Chris also brings humour into his stories. “It is always my natural idiom. For my first dozen novels I was very irreverent and satirical because I was just thinking of my natural voice that I tended to channel. Since then, I realised if I throw in humour, it can dissipate the tension and over time, I have learnt how to strike the balance.
“With a book like The Cut
there was always an opportunity for black and character based humour. Just having someone that is as a cantankerous as Millicent with her sharp tongue, she's always a problem in any given situation, so there is humour but without sacrificing the emotional impact of the character.”
A TV adaptation of The Cut
is in development with Glasgow-based production company Highland Midge and Chris and his wife Marisa are currently writing the scripts. Chris is used to collaborating with his wife as they collaborate under the pseudonym Ambrose Parry on 19th century medical historical crime thrillers.
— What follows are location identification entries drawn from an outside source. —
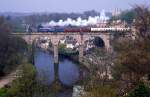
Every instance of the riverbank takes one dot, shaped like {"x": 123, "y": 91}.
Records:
{"x": 7, "y": 79}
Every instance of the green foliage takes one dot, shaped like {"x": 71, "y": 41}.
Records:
{"x": 26, "y": 85}
{"x": 101, "y": 91}
{"x": 3, "y": 92}
{"x": 140, "y": 91}
{"x": 11, "y": 48}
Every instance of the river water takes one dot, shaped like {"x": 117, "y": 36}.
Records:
{"x": 68, "y": 72}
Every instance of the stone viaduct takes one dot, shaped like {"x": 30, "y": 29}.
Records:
{"x": 81, "y": 37}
As for the next book The Cliff House,
his main character Jen is having a hen party on a luxury getaway on its own private island. The helicopter won't be back for seventy-two hours. Jen and her six friends think they are alone. It's a combustible cocktail, one that takes little time to ignite, and during the drunken chaos, one of them disappears. Then a message tells them that unless someone confesses her terrible secret to the others, their missing friend will be killed. The problem is everybody has a secret. And nobody wants to tell.
"A psychological thriller about who you should trust in life, it is very much about friendship, who your real friends are and who you can trust."
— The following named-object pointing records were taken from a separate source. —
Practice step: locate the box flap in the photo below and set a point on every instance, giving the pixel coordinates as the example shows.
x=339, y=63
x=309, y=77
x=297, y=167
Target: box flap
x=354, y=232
The longlist was selected by an academy of crime writing authors, agents, editors, reviewers, members of the Theakston Old Peculier Crime Writing Festival Programming Committee, along with media partners the Express. The award is run by Harrogate International Festivals sponsored by T&R Theakston Ltd, in partnership with Waterstones and the Express, and is open to full length crime novels published in paperback 1 May 2021 to 30 April 2022 by UK and Irish authors.
The public are now invited to vote for a shortlist of six titles at www.harrogatetheakstoncrimeaward.com
. Voting closes on 26th May, with the shortlist announced and winner voting opening on 14th June. The winner will be revealed on the opening night of Theakston Old Peculier Crime Writing Festival, Thursday 21st July, receiving £3,000 and a handmade, engraved beer barrel provided by T&R Theakston Ltd.